An Implicit/Explicit dynamic context for brittle fracture using localized gradient damage model

•Presented an implicit/explicit solver within the staggered LGDM for dynamic fracture simulations.•A simple isotropic damage model shown to capture complex mixed-mode damage phenomena.•Investigated the performance of proposed schemes in terms of computational efficiency through mesh sensitivity study.•Demonstrated the predictive capability of proposed approach by simulating a series of CT experiments under increasing the impact velocity.•Highlighted the superior performance of the LGDM in handling the crack interaction and crack curving in double-edge crack specimen. In this work, an implicit/explicit framework for dynamic brittle fracture using localizing gradient damage model (LGDM) with monolithic and staggered solution schemes is presented.

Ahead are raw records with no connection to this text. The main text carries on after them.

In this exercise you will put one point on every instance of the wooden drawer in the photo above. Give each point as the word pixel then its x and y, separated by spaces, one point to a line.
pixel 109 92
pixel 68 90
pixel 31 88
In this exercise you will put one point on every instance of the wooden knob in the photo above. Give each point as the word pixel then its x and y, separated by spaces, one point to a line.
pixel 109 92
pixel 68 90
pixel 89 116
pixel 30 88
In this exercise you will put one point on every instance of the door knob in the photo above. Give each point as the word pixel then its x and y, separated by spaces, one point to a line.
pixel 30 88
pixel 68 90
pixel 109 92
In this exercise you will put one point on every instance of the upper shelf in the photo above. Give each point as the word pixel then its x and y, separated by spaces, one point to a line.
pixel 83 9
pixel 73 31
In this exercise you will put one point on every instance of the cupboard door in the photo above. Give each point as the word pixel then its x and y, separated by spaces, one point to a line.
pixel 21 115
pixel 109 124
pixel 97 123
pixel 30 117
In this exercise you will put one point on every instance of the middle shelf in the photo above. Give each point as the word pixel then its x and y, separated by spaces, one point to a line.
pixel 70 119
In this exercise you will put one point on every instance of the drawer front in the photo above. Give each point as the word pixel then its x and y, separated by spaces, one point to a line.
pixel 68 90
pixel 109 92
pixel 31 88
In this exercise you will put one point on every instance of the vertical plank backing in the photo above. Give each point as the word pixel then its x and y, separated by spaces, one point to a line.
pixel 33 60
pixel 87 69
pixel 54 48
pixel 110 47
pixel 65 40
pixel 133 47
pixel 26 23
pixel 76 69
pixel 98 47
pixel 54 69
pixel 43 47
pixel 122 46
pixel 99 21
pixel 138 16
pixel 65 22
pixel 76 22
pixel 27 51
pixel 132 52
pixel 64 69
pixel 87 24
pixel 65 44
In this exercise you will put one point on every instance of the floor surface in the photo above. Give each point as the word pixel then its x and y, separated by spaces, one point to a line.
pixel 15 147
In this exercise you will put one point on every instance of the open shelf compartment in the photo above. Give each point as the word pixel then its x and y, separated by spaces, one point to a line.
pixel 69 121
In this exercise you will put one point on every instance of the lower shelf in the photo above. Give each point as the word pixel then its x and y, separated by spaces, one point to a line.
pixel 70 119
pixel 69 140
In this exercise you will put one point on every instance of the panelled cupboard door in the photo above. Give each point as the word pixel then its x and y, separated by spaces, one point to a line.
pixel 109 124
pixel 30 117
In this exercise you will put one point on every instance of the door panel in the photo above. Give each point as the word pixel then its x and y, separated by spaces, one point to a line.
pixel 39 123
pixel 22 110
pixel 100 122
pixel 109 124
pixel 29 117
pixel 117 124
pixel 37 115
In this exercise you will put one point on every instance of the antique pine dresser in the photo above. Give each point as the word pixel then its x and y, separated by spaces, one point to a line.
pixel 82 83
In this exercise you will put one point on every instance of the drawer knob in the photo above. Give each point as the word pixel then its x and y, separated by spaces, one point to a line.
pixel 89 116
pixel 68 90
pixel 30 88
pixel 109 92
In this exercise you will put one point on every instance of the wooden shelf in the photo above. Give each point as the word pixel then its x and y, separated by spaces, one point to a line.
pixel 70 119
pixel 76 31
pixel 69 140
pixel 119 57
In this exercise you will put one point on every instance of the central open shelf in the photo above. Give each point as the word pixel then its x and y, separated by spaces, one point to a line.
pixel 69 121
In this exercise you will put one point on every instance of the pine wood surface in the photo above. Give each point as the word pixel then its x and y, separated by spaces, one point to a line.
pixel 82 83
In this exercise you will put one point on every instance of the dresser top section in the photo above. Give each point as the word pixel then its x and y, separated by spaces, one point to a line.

A predictive capability of the present approach is witnessed through accurate predictions of damage phenomena investigating various problems. First, a classical crack branching example is considered where the LGDM is shown to resolve the mesh sensitivity issue along with sharp crack profiles. Additionally, the robustness of different solutions schemes is demonstrated through mesh sensitivity analysis where the staggered explicit scheme is found to be computationally efficient. Next, the performance of the proposed model is investigated through the simulation of compact tension tests under different loading rates, to demonstrate the evolution from mode-I to mixed mode crack branching fracture. These tension tests demonstrate the capability of the model in capturing different failure patterns at different loading rates, which agree with the experimental data well. Finally, we considered a specimen with two dynamically propagating cracks located on opposite edges. These numerical simulations demonstrate the model’s capability in handling multiple crack propagation and effectively capturing the intricate mechanisms of damage growth.